Level Five: To be used sparingly

Just as the descriptor indulgences suggests, this is the level of the pyramid where we really start to put on the brakes. While all of the foods included on this level, grains, approved sweeteners, cocoa flavanols, A2 dairy, and dry red wine, can be quite healthful for some, they all need to be enjoyed in moderation.

Grains and refined carbs

  • EVND allows minimal grains or starches at dinner for those who maximize Ketosis for the majority of the day by avoiding grains at breakfast and lunch. The goal is to limit consumption of grains to <50 grams daily. Keeping the consumption of the grains at one meal, maintains ketosis, fat burning, and promotes metabolic flexibility during the majority of the day, while providing more options and flexibility for at least one meal daily.

Approved Sweeteners

  • If necessary, use limited amounts of approved sweeteners that include pure versions of stevia and monk fruit. Local honey may be used by those who are insulin sensitive. 

Cocoa Flavanols

  • To derive the health benefits of flavanols, enjoy small amounts of high cacao chocolate, low in sugar, cadmium and lead.

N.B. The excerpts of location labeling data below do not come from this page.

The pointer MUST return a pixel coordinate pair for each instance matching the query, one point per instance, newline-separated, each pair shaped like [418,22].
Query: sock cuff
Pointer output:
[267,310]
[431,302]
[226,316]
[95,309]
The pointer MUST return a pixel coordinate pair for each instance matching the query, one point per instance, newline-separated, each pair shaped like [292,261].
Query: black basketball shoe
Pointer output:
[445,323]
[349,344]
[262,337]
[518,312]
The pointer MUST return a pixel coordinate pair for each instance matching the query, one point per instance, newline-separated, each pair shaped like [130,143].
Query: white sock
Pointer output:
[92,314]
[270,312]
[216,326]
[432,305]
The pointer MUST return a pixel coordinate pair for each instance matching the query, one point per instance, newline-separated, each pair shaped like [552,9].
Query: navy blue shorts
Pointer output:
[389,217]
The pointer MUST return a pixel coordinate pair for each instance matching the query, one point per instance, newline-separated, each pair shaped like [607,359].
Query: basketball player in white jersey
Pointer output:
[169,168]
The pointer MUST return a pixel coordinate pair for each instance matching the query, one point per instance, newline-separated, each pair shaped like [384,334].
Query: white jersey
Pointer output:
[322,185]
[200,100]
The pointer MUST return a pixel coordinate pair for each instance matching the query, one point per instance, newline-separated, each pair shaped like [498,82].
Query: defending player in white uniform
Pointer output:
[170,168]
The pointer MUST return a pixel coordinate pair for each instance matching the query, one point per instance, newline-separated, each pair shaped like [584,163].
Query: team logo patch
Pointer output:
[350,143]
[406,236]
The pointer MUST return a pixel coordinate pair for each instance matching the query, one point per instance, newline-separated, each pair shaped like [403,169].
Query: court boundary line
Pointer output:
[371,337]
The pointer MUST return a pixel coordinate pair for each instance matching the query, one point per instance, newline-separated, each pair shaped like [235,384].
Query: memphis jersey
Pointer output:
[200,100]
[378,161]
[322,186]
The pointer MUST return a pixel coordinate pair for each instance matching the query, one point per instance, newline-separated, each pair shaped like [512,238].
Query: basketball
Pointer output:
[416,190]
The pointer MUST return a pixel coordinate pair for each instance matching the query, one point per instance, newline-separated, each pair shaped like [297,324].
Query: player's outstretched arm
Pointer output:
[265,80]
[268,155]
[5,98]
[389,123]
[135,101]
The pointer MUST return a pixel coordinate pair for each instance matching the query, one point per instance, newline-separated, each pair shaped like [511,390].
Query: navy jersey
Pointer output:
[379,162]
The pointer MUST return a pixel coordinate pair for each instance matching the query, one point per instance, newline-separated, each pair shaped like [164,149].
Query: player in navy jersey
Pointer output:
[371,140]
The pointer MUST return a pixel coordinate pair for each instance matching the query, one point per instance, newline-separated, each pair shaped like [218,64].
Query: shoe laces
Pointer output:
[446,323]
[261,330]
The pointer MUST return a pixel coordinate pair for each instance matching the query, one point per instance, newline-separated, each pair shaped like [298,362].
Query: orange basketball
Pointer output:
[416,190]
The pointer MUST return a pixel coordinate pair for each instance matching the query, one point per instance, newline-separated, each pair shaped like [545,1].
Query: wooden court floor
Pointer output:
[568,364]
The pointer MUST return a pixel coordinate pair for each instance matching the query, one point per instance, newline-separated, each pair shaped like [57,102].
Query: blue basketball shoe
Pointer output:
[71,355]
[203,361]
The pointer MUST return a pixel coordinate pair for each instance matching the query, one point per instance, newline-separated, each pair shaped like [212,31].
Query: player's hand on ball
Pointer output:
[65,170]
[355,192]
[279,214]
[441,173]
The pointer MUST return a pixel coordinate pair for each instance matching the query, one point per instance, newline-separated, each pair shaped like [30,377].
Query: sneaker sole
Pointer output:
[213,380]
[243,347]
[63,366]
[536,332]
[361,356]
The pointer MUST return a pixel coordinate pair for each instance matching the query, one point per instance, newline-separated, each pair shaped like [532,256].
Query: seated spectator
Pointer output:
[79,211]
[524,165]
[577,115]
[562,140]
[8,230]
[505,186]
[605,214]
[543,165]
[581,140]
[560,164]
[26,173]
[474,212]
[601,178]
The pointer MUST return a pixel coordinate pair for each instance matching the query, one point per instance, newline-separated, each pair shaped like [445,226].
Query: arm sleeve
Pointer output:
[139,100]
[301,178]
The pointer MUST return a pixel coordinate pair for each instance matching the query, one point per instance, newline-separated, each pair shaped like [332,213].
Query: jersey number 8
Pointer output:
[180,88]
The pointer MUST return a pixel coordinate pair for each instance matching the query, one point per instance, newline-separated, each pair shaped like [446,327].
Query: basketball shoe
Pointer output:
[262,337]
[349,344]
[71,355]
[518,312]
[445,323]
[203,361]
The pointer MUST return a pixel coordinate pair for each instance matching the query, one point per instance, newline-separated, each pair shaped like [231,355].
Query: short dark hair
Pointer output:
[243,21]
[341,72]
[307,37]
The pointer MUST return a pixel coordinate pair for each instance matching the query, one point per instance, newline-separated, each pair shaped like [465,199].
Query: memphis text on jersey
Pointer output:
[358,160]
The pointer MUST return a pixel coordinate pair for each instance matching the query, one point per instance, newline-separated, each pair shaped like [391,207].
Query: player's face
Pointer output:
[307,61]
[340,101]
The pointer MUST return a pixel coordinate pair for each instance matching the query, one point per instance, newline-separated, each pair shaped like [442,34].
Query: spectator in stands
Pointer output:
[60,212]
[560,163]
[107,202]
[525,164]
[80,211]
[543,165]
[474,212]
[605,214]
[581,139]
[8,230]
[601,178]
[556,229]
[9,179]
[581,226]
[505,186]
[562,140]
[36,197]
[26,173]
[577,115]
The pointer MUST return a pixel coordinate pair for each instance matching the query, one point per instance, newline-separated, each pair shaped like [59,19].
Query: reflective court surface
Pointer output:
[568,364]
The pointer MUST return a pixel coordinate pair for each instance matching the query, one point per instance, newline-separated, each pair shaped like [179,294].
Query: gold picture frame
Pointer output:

A2 Dairy (Less Inflammatory)

  • You may have small amounts of A2 dairy (such as goat cheese) if tolerated and desired.

Dry Red Wine

  • Alcohol is a neurotoxin and best avoided by anyone with dependence issues or at risk of or suffering with cognitive decline. If you decide to occasionally indulge, consider small amounts of organic sugar-free, low alcohol red wine.